Architectural work for modeling and simulation combining the NATO Architecture Framework and C3 Taxonomy

To provide modeling and simulation functionality as services is strategically leveraged in the defense domain and elsewhere. To describe and understand the context, the ecosystem, wherein such services are used and interoperate with other services and capabilities, one needs tools that capture the simulation services themselves as well as the capability landscape they operate in. By using the NATO Consultation, Command, and Control (C3) Taxonomy to structure architecture design in the NATO Architecture Framework (NAF), cohesive descriptions of modeling and simulation capabilities within larger contexts can be given.

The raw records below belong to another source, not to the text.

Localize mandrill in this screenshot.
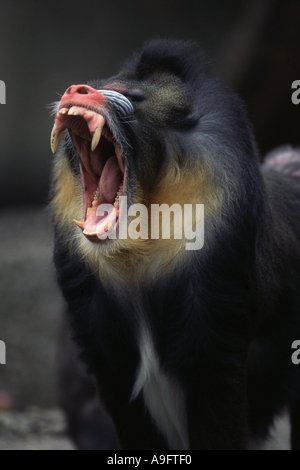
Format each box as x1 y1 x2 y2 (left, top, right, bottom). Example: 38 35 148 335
51 40 300 450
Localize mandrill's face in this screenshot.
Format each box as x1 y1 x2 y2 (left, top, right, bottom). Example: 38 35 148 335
51 38 222 268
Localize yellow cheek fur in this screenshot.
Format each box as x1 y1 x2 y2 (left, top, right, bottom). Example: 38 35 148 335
52 149 222 288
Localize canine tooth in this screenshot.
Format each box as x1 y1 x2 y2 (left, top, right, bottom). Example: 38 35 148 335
73 219 84 228
50 123 65 153
91 124 102 152
68 106 76 116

We show how a basic seven-step approach may benefit architecture work for modeling and simulation at the overarching, reference, and target architectural levels; in particular for (1) hybrid architectures that embed simulation architectures within a larger service-oriented architecture and (2) for architectural design of simulation scenarios. Central to the approach is the use of the C3 Taxonomy as a repository for overarching architecture building blocks and patterns. We conclude that the promotion of technical functionality as capabilities in their own right helps delineate simulation environment boundaries, helps delineate services within and outside the boundary, and is an enabler for defining the service concepts in cloud-based approaches to modeling and simulation as a service (MSaaS).